Wechselwirkungen zwischen Capitis und pflanzlichen Heilmitteln sind in den offiziellen Arzneimittelkennzeichnungen nicht belegt. Dies liegt an der topischen Verabreichung, die zu einer minimalen Aufnahme des aktiven Inhaltsstoffs in den Körper führt.


F: Kann Capitis meine Stimmung oder geistige Klarheit beeinträchtigen?

Veränderungen der Stimmung oder der geistigen Klarheit sind in den offiziellen Produktinformationen nicht als Nebenwirkungen aufgeführt. Zu den berichteten gelegentlichen Nebenwirkungen gehören Effekte auf das Nervensystem wie Schwindel und Kopfschmerzen.


F: Sind allergische Reaktionen auf Capitis bekannt?

Ja, Capitis ist formal kontraindiziert bei Personen mit bekannter Überempfindlichkeit (Allergie) gegen Permethrin, andere synthetische Pyrethroide oder Pyrethrine. Bei Anzeichen einer schwerwiegenden allergischen Reaktion, wie Atembeschwerden, sollte sofort ärztliche Hilfe aufgesucht werden.


F: Gibt es langfristige Gesundheitsrisiken im Zusammenhang mit der Anwendung von Capitis?

Aufgrund seiner Konzeption als einmalige topische Anwendung mit minimaler systemischer Aufnahme wird das Risiko chronischer Auswirkungen als gering eingestuft. Behördliche Überprüfungen haben jedoch darauf hingewiesen, dass die Daten zu Langzeitergebnissen in klinischen Studien begrenzt waren.


F: Wie oft wird Capitis typischerweise angewendet?

Capitis ist als einmalige Behandlung des aktiven Befalls vorgesehen. Eine zweite Anwendung wird nur empfohlen, wenn der Befall anhält und lebende Milben oder Läuse nach dem festgelegten Wiederholungsintervall sichtbar sind.


F: Kann Capitis langfristig eingenommen werden?

Die offizielle Produktinformation weist darauf hin, dass Capitis zur Behandlung eines aktiven Befalls verschrieben wird und nicht für die kontinuierliche oder langfristige Anwendung vorgesehen ist.

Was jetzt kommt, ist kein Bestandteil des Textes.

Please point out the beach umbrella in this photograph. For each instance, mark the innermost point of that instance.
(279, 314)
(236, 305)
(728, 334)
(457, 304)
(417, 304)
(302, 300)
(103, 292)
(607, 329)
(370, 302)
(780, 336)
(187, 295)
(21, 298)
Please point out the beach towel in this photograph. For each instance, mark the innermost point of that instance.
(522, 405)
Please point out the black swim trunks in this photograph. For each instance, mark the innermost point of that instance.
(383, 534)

Wie sollte Capitis gelagert und entsorgt werden?

Anforderungen an die Lagerung

Capitis (Permethrin topisch) muss bei kontrollierter Raumtemperatur gelagert werden, typischerweise zwischen 20C und 25C (68F und 77F), wie in der offiziellen behördlichen Kennzeichnung angegeben. Es ist zwingend erforderlich, das Arzneimittel in seiner Originalverpackung fest verschlossen und fern von übermäßiger Hitze, Feuchtigkeit und direktem Licht aufzubewahren. Die Kennzeichnung besagt ausdrücklich, dass das Produkt nicht eingefroren werden darf, um seine Stabilität und die angegebene Haltbarkeit zu gewährleisten. Eine entscheidende Sicherheitsanforderung ist es, das Arzneimittel jederzeit außerhalb der Sicht- und Reichweite von Kindern und Haustieren aufzubewahren.

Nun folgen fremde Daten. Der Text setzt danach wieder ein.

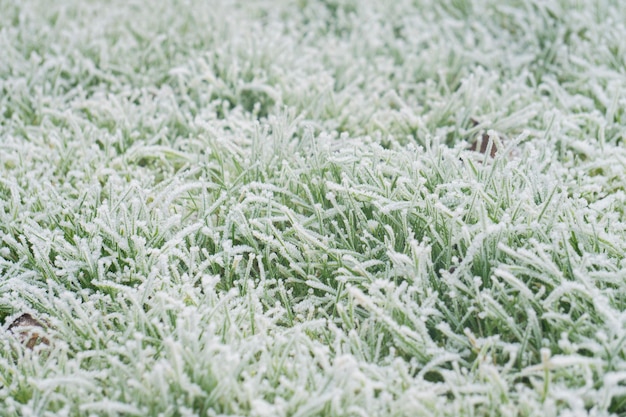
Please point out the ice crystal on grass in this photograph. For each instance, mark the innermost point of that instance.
(307, 208)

Anweisungen zur Entsorgung

Unbenutztes oder abgelaufenes Capitis sollte gemäß den offiziellen Richtlinien entsorgt werden. Die bevorzugte Methode ist die Nutzung eines staatlich geförderten Rücknahmeprogramms für Arzneimittel. Wenn keine Rücknahmeoption verfügbar ist, raten die behördlichen Anweisungen dazu, den Inhalt mit einer unerwünschten Substanz, wie Erde oder gebrauchtem Kaffeesatz, zu vermischen, bevor die Mischung in einem verschlossenen Beutel in den Hausmüll gegeben wird. Die persönlichen Informationen auf der leeren Verpackung sollten vor der Entsorgung unkenntlich gemacht werden. Umweltwarnungen weisen darauf hin, das Produkt nicht in Abflüsse oder das Abwasser zu spülen.

Aufmerksamkeit! Wenden Sie sich immer an einen Arzt oder Apotheker, bevor Sie Pillen oder Medikamente verwenden.